Looking ahead, market performance is expected to remain choppy as investors continue to digest the remaining slate of 2025FY earnings releases, which should shape near-term sentiment.

Money Market and Fixed Income

The OVN rate expanded by 4bps to 22.8%, as debits for the OMO (NGN3.79 trillion) and FGN bond (NGN1.54 trillion) primary market auctions outstripped liquidity inflows from OMO maturities (NGN2.14 trillion). Nonetheless, average system liquidity remained strong, closing at an average net long position of NGN6.84 trillion (prior week: NGN2.08 trillion).  

In the absence of further mop-up activities, inflows from OMO maturities (NGN1.03 trillion) are expected to bolster system liquidity, potentially exerting downward pressure on the OVN rate.

Treasury Bills

The Treasury bills secondary market closed bullish, driven by the strong system liquidity. Consequently, the average yield across all instruments decreased by 50bps to 19.9%. Across segments, average NTB yields decreased by 28bps to 18.2%, while average OMO yields declined by 86bps to 21.5%. The CBN announced an OMO auction on Tuesday, offering NGN600.00 billion across the 210‑D and 350‑D maturities.

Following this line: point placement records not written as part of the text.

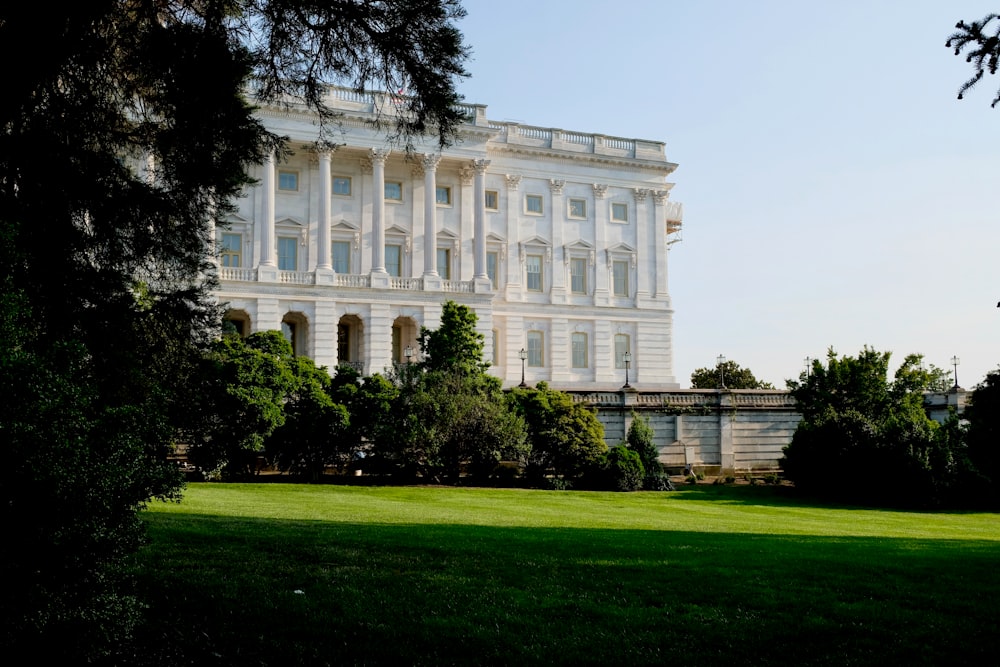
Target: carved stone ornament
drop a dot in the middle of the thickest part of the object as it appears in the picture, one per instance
(466, 174)
(430, 161)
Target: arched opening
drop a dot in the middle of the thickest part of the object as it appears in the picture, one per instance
(236, 321)
(404, 335)
(349, 343)
(295, 328)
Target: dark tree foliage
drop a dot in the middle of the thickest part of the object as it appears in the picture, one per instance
(455, 346)
(865, 439)
(245, 385)
(567, 440)
(982, 39)
(735, 377)
(983, 435)
(315, 433)
(121, 137)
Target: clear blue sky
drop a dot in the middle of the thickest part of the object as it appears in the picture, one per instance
(836, 193)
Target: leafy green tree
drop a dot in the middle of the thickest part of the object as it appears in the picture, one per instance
(865, 439)
(566, 438)
(734, 376)
(455, 346)
(246, 383)
(982, 39)
(640, 439)
(454, 423)
(624, 469)
(983, 435)
(315, 433)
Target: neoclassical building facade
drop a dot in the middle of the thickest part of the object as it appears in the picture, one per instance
(557, 240)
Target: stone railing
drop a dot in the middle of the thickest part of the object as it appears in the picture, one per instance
(296, 277)
(237, 273)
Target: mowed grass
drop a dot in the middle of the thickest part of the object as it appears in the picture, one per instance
(278, 574)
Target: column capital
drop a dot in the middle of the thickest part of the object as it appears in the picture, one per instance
(430, 161)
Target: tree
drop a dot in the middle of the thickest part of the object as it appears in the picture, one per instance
(119, 144)
(865, 439)
(566, 438)
(733, 375)
(983, 435)
(315, 433)
(455, 346)
(982, 39)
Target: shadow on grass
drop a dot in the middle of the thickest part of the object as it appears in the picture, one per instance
(238, 591)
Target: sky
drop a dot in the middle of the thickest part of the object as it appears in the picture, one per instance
(836, 193)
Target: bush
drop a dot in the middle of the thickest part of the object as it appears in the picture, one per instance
(624, 469)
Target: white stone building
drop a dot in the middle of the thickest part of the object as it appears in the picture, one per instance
(557, 240)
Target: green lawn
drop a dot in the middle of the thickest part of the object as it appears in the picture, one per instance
(281, 574)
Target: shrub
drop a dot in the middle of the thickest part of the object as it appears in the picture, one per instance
(624, 469)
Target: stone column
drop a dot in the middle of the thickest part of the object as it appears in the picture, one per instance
(601, 297)
(378, 157)
(642, 246)
(325, 260)
(558, 291)
(660, 243)
(513, 283)
(479, 219)
(430, 163)
(267, 239)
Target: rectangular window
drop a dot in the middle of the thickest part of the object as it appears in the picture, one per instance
(288, 253)
(536, 344)
(578, 275)
(619, 212)
(232, 249)
(533, 204)
(342, 256)
(492, 261)
(621, 347)
(342, 186)
(533, 263)
(492, 200)
(444, 263)
(393, 191)
(288, 180)
(394, 260)
(579, 343)
(619, 272)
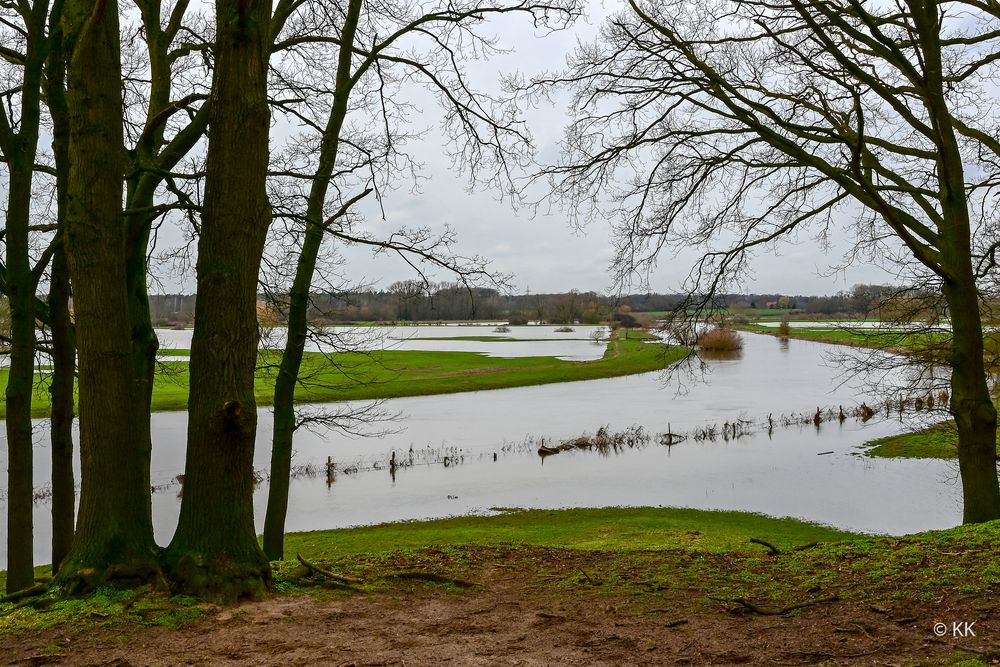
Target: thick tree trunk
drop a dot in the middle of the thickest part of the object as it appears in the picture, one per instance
(20, 379)
(114, 539)
(291, 358)
(214, 552)
(972, 407)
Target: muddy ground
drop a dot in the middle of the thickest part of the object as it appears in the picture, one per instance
(570, 610)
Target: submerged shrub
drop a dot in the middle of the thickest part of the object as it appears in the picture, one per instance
(720, 339)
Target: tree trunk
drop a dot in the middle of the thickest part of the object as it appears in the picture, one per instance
(972, 407)
(61, 391)
(214, 552)
(291, 358)
(20, 379)
(114, 539)
(22, 283)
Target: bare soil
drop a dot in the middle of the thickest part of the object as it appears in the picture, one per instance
(560, 613)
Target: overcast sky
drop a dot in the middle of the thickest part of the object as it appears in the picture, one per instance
(542, 251)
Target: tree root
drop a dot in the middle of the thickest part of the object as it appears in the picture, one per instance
(29, 592)
(432, 577)
(340, 578)
(765, 611)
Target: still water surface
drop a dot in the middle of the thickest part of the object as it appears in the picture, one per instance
(784, 474)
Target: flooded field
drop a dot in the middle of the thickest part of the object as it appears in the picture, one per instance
(490, 439)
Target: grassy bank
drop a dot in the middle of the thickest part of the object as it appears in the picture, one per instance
(604, 529)
(939, 441)
(651, 565)
(396, 373)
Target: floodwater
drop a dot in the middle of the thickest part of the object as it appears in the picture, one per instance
(800, 470)
(529, 341)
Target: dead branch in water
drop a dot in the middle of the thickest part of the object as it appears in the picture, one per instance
(770, 547)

Total subscriptions reached NGN4.80 trillion, yet no sales were made.  The CBN announced another OMO auction on Thursday, offering NGN600.00 billion across the 208‑D and 348‑D maturities. Demand remained strong, with total subscriptions reaching NGN5.92 trillion. The CBN ultimately allotted NGN3.78 trillion across both maturities at stop rates of 17.20% and 17.25%, respectively.

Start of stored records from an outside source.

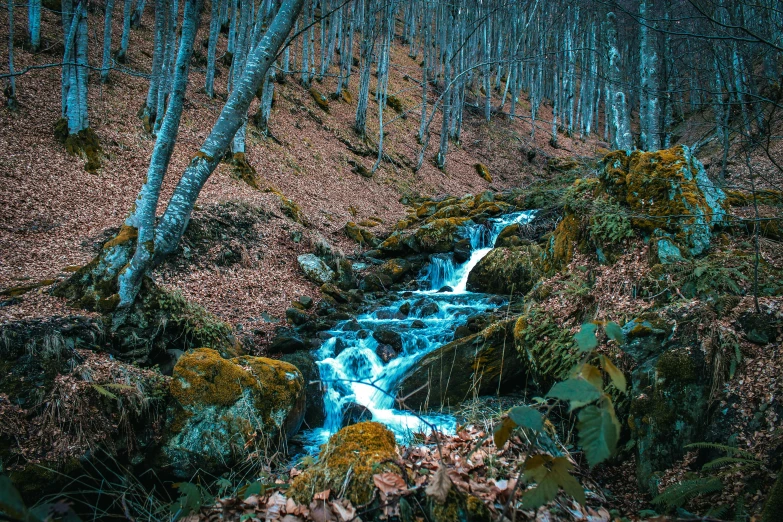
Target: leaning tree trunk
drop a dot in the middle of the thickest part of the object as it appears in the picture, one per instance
(122, 53)
(10, 90)
(34, 24)
(214, 32)
(113, 278)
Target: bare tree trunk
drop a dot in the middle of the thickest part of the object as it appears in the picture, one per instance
(112, 280)
(105, 65)
(10, 90)
(214, 33)
(34, 24)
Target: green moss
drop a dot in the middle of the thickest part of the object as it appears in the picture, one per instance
(202, 378)
(348, 462)
(244, 171)
(483, 171)
(676, 367)
(394, 103)
(319, 99)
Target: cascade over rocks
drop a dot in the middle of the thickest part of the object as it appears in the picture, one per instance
(507, 270)
(219, 402)
(348, 462)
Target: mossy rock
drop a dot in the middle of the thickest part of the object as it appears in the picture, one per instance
(482, 363)
(348, 462)
(320, 100)
(84, 144)
(223, 409)
(459, 507)
(507, 270)
(667, 190)
(483, 171)
(548, 350)
(395, 103)
(359, 234)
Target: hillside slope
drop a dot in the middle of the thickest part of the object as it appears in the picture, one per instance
(55, 214)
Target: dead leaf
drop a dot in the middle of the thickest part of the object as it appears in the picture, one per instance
(389, 483)
(440, 486)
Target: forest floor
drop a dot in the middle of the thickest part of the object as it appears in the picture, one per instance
(54, 214)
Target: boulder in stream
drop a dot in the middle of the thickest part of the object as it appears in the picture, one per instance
(481, 362)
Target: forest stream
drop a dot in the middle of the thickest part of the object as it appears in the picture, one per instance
(351, 362)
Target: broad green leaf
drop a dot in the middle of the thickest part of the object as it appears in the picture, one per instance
(592, 375)
(585, 339)
(617, 377)
(11, 502)
(103, 391)
(598, 432)
(549, 474)
(614, 332)
(526, 417)
(577, 391)
(503, 432)
(190, 498)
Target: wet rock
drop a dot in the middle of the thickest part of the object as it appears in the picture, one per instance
(377, 282)
(339, 346)
(286, 340)
(507, 270)
(759, 328)
(296, 316)
(217, 402)
(462, 251)
(363, 450)
(668, 190)
(335, 293)
(385, 353)
(390, 337)
(425, 307)
(481, 362)
(315, 269)
(355, 413)
(304, 360)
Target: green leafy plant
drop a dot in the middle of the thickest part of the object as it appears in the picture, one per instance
(599, 429)
(676, 495)
(609, 223)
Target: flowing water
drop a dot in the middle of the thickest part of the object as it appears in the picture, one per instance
(353, 373)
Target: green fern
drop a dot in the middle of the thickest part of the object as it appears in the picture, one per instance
(729, 450)
(678, 494)
(722, 461)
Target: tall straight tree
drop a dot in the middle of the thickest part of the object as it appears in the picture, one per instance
(106, 62)
(112, 280)
(214, 33)
(34, 23)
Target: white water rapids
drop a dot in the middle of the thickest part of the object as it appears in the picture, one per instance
(352, 372)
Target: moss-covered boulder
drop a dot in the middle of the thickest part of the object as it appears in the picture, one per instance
(315, 269)
(481, 363)
(672, 386)
(348, 462)
(507, 270)
(104, 407)
(667, 191)
(223, 409)
(547, 348)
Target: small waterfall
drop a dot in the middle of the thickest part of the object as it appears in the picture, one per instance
(352, 370)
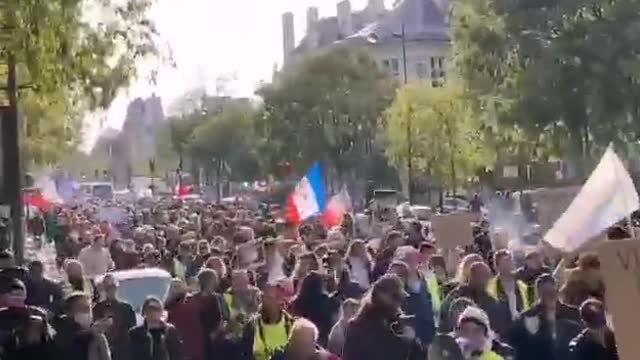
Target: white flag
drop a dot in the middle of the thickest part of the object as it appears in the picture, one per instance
(607, 197)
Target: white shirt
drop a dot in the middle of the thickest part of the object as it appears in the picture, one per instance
(95, 262)
(360, 272)
(510, 289)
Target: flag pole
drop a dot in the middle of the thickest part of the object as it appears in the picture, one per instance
(632, 231)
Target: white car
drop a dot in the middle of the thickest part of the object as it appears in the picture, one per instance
(136, 285)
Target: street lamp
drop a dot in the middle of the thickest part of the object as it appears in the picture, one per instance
(373, 38)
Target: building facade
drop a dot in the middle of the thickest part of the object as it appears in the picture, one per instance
(378, 31)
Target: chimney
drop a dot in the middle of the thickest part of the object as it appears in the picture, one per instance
(312, 30)
(345, 20)
(288, 36)
(376, 7)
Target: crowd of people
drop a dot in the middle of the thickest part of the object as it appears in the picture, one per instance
(245, 286)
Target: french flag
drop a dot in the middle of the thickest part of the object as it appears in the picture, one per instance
(339, 205)
(309, 197)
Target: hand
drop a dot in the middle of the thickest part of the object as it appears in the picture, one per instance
(102, 325)
(407, 334)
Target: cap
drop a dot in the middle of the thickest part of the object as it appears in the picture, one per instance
(389, 284)
(592, 313)
(405, 252)
(476, 315)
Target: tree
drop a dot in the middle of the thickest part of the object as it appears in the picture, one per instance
(224, 141)
(563, 72)
(324, 109)
(75, 55)
(447, 139)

Looking ahead, we anticipate bearish sentiments in the Treasury bill secondary market, given the NTB auction scheduled for next Wednesday (February 4), at which the DMO is expected to supply NGN1.15 trillion.

Bonds

The FGN bond secondary market was bullish this week as a significant volume of unsuccessful primary-auction bids entered the secondary market. Consequently, average FGN bond yields decreased by 43bps to 16.5%. Across the curve, the average yield decreased at the short (-73bps) and mid (-35bps) segments, driven by demand for the FEB-2031(-94bps) and APR-2032 (-88bps) bonds, respectively, while it closed flat at the long end.

At Monday’s FGN bond auction, the DMO reopened the FEB-2031, FEB-2034 and JAN-2035 bonds, offering a total of NGN900.00 billion. Total demand settled at NGN2.25 trillion (bid-to-offer: 2.5x), with the DMO eventually allotting NGN1.54 trillion (bid-to-cover: 1.5x) at respective stop rates of 17.62%, 17.50%, and 17.52%.

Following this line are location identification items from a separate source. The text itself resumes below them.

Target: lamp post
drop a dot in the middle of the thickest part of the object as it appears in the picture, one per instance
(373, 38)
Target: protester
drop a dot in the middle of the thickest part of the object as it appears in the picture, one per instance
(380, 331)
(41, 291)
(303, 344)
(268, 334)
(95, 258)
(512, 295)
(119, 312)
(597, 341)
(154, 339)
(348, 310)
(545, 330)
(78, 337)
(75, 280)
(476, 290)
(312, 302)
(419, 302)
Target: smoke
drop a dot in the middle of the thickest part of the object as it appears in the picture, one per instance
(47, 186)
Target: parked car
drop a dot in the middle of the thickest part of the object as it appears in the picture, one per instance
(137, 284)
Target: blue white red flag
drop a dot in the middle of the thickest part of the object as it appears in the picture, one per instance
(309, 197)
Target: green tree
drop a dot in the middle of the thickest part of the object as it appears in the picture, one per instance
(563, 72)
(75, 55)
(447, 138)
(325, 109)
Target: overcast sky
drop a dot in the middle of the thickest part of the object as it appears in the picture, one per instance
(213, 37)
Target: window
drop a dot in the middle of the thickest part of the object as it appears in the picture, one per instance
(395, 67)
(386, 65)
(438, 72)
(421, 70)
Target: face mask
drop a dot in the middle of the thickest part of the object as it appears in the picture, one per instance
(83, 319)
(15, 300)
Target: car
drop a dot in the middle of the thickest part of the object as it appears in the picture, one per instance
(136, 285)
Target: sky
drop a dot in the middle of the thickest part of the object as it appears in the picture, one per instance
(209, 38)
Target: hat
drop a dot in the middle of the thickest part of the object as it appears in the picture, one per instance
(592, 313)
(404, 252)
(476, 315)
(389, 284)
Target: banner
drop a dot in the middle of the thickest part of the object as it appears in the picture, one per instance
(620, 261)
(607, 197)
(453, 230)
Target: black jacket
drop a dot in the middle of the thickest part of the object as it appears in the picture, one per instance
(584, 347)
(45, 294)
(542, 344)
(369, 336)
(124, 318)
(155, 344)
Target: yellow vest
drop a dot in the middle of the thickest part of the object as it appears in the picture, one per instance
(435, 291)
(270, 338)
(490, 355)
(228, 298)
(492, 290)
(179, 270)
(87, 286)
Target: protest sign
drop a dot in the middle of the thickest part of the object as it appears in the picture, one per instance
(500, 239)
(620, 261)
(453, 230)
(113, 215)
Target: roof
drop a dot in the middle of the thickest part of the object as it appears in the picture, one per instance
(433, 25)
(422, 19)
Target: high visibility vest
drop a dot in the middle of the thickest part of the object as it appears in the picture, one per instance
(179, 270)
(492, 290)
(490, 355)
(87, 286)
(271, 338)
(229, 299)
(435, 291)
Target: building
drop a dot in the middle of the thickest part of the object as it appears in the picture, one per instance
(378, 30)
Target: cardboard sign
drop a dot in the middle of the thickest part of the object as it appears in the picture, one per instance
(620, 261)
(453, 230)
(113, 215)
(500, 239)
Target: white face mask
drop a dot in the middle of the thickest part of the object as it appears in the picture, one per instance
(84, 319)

Next week, bearish sentiments may return following the expectations of elevated stop rates at the NTB auction scheduled for next week.

Foreign Exchange

The naira appreciated strongly this week by 2.4% w/w to NGN1,390.50/USD, supported by the robust inflows from offshore players seeking to participate at the OMO and FGN bond PMA. Also, the gross FX reserves increased this week by USD75.66 million w/w to USD46.11 billion (January 28). In the forwards market, the naira rates appreciated across the 1-month (+2.4% to NGN1,413.23/USD), 3-month (+2.5% to NGN1,453.70/USD), 6-month (+2.2% to NGN1,516.99/USD) and 1-year (+3.5% to NGN1,612.52/USD) contracts.

We expect the naira to remain broadly stable in the near term, supported by a weaker dollar and a favourable external position characterised by a sustained current account surplus and strong foreign exchange reserves. In addition, continued investor confidence and elevated naira yields should sustain capital inflows, helping to anchor the exchange rate.